To J. D. Hooker 12 July 1
Down. | Bromley. | Kent. S.E.
My dear old friend—
I write merely to thank you for your note2 & to say that I have not heard from the Neilgherry planter; so on your return, if I do not hear first, will you direct your agent to look out for a ship for J. Scott.—3
Good Lord what a day’s work you had on that on which you wrote to me.— I do truly hope that the mountain air (in which there certainly is a strange charm) may do you a deal of good & Mrs.
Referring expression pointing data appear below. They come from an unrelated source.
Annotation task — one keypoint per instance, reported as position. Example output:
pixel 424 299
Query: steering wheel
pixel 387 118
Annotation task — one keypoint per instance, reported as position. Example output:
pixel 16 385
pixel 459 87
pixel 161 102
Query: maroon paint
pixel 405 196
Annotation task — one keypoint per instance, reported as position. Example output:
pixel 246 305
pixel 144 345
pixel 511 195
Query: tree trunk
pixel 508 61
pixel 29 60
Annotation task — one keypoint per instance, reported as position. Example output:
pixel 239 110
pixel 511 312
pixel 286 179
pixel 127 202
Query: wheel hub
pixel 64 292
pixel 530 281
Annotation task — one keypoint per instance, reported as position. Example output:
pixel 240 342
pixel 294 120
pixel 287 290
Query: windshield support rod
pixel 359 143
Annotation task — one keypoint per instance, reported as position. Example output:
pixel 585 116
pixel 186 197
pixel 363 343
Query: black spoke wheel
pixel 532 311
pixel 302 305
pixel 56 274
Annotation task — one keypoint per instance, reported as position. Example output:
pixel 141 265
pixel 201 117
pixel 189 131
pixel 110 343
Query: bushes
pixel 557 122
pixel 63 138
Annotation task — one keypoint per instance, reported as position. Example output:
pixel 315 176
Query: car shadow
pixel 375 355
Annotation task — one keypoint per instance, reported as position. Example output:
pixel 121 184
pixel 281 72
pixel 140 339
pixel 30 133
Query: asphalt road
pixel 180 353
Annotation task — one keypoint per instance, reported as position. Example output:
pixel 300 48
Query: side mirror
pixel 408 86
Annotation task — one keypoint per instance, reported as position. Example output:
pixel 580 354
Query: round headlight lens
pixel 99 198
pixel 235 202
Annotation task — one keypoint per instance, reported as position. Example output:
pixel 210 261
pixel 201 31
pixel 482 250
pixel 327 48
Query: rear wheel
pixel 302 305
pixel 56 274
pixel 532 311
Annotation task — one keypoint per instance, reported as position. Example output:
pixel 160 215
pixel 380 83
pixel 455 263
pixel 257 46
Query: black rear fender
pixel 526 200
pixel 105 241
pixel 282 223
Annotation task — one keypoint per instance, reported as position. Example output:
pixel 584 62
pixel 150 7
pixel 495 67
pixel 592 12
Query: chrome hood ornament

Hooker.—4 It is great news that you have given up the Examinership:5 I am very curious to hear whether you wrote the pleasant article in N. H. R. on Beech & Oak trees never producing flowers.—6
Remember me very kindly to Harvey & stir him up to publish his disagreeable monstrous plants.7
How glad I shall be to see you here, when you can come with some ease.— 8
Farewell I have no news of any kind,— I do an hour or two’s work daily at my climbers & hope in a month to finish—9
By the way I had a grand letter this morning from a very good German Zoologist E. Haëcke, who maintains that all the best of the younger men are enthusiasts for natural selection, & that Germany will soon beat England in this respect.10 Hurrah & Farewell | Ever yours | affectionately | C. Darwin
Ernst Haeckel writes that young German scientists are enthusiastic for natural selection.
Did JDH write the article in Natural History Review on trees not producing flowers ["Botanical lesson books", (1864): 355–69]?
Encourages Harvey to publish on his "disagreeable" monster plants.